High Court orders woman to complete sale of HDB flat. (Straits Times, Wednesday, September 6, 1995)
                                     
                                    A woman who backed out of a deal to sell her five-room HDB flat to a couple has been ordered by the High Court to complete
                                    the sale.
                                     
                                    Justice Warren Khoo said the only reason Madam Chin Mee Yuen had second thoughts about selling the flat was that prices
                                    were going up. The flat is now worth $340,000.
                                     
                                    Madam Chin, unemployed, and her mother, Madam Khiew Wah Ying, 75, were sued by printing supervisor Lock Wee Chan, 38,
                                    and his wife, Madam Teo Bee Choo, 39, for breach of contract to sell them her Tampines flat for $181,000. The couple had made
                                    a deposit of $1,000.
                                     
                                    Last Thursday, Justice Khoo found in his judgment that a contract had been concluded for the sale of the property. He
                                    rejected Madam Chin's evidence that she had been persuaded by the agent to sign a blank sale and purchase agreement.

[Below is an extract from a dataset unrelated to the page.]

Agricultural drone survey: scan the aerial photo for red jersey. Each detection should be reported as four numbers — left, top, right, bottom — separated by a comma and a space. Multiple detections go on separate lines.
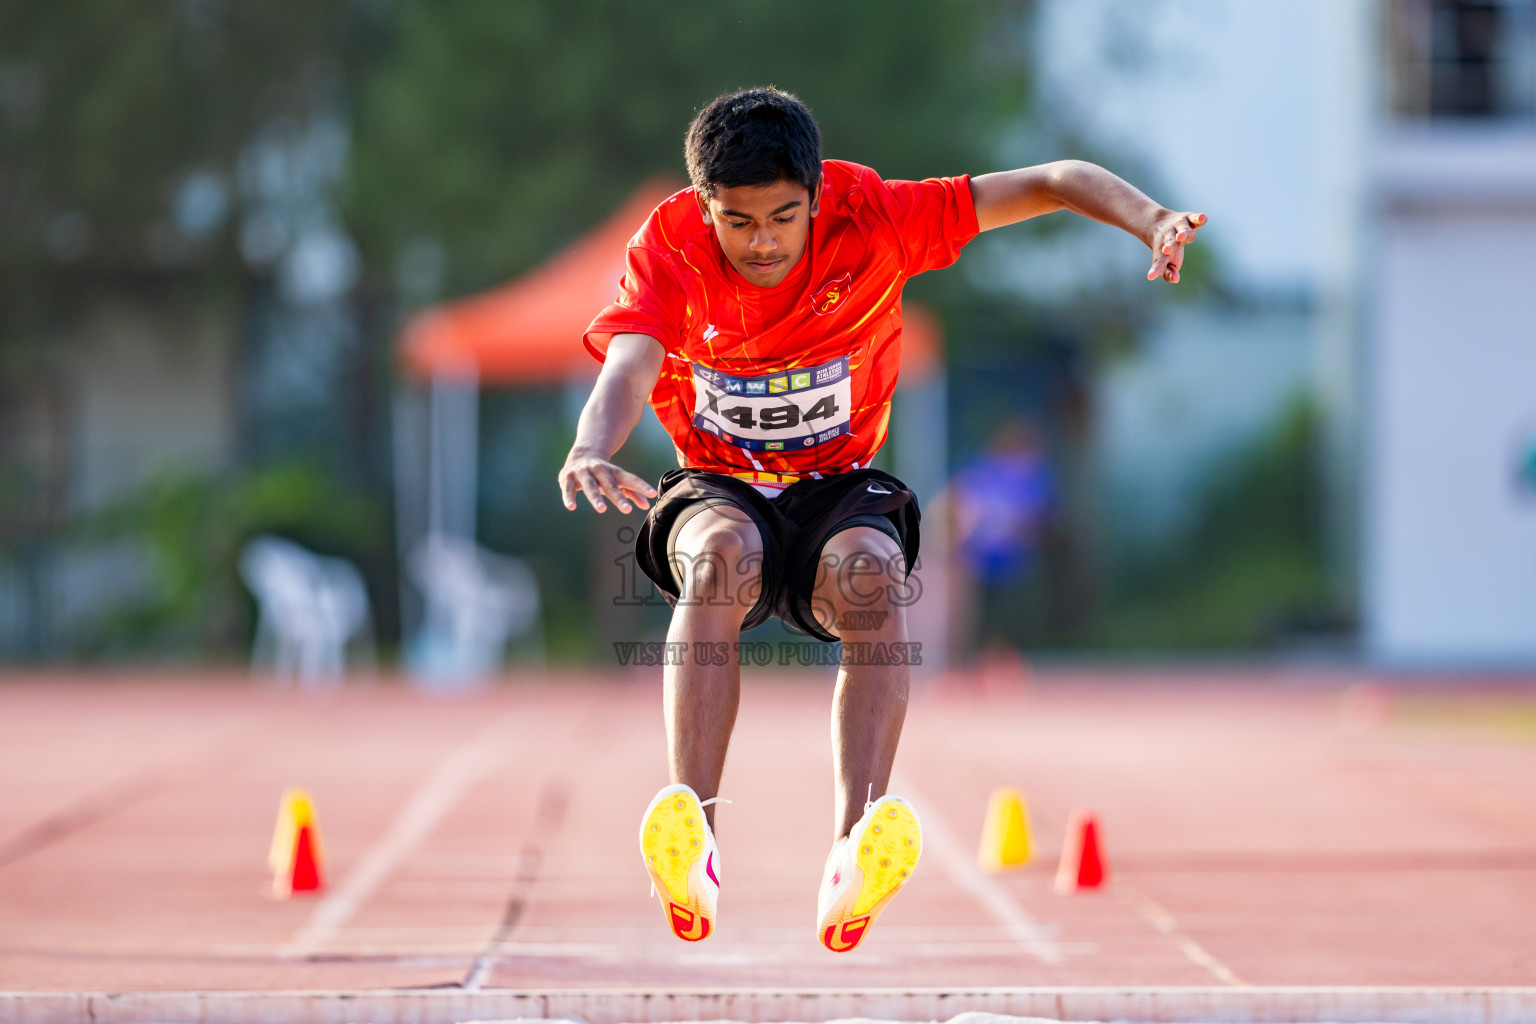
584, 159, 978, 483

                                     
                                    The couple saw the flat and offered to buy it for $181,000 on March 24, 1993. Mr Lock handed a $1,000 deposit to the
                                    agent after Madam Chin agreed to the price.
                                     
                                    The agreement was signed. Madam Khiew signed it three days later and the $1,000 cheque was handed to Madam Chin. She
                                    banked the cheque two days later.

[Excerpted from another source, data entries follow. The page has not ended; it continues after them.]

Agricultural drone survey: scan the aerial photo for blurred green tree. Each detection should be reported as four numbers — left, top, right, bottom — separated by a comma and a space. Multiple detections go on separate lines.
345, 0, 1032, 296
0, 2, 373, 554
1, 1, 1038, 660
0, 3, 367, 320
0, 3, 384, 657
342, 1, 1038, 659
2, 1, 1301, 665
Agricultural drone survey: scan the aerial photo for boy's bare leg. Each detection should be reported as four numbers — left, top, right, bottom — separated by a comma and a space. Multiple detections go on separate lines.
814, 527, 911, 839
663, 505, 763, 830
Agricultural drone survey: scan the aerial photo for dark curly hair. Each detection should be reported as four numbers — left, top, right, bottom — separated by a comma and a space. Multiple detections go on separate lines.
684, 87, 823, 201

                                     
                                    About a month later, Madam Chin told Mr Lock that she was not going ahead with the sale, and offered to pay him liquidated
                                    damages.
                                     
                                    Justice Khoo rejected Madam Chin's evidence that when she and her mother signed the agreement, all the blanks had not
                                    been filled in.

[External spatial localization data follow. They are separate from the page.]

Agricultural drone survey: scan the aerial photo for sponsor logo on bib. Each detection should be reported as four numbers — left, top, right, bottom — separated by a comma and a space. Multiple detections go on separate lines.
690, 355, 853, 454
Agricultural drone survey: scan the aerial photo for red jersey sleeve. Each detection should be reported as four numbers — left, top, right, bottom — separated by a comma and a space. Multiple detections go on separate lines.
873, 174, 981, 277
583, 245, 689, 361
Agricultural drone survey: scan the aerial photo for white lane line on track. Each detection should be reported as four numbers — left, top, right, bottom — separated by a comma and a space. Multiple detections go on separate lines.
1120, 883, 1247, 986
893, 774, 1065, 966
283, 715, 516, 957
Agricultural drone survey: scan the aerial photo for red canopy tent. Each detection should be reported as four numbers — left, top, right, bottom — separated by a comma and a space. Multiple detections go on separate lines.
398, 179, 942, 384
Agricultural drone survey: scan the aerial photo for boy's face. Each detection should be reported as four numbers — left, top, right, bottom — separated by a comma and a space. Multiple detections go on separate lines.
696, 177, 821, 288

                                     
                                    But in her affidavit, filed in May last year, she stated that the buyer's names and price had not been filled in. "No
                                    attempt was made to clarify these apparent and rather significant inconsistences," he said.
                                     
                                    He could not help but think that Madam Chin had been "improvising and improving" her story as she went along.
                                     
                                    Madam Chin, he said, struck him as a shrewed woman. He felt that she would not have accepted the $1,000 cheque, let alone
                                    bank it in, if all the essential details had not been agreed upon and inserted in the form.
                                     
                                    Justice Khoo accepted Mr Lock's evidence that, a few days after the contract was concluded on April 1, the HDB amended
                                    its sregulations, liberalising the use of Central Provident Fund money to buy HDB flat.
                                     
                                    The judge said it was clearly a misconce8ived notion for Madam Chin to think that she had the right to back out of the
                                    agreement by paying liquidated damages.
                                     
                                    He ordered that the flat be transferred to the couple within three months against payment of the purchase price minus
                                    the $1,000 deposit.  He also awarded costs to the couple.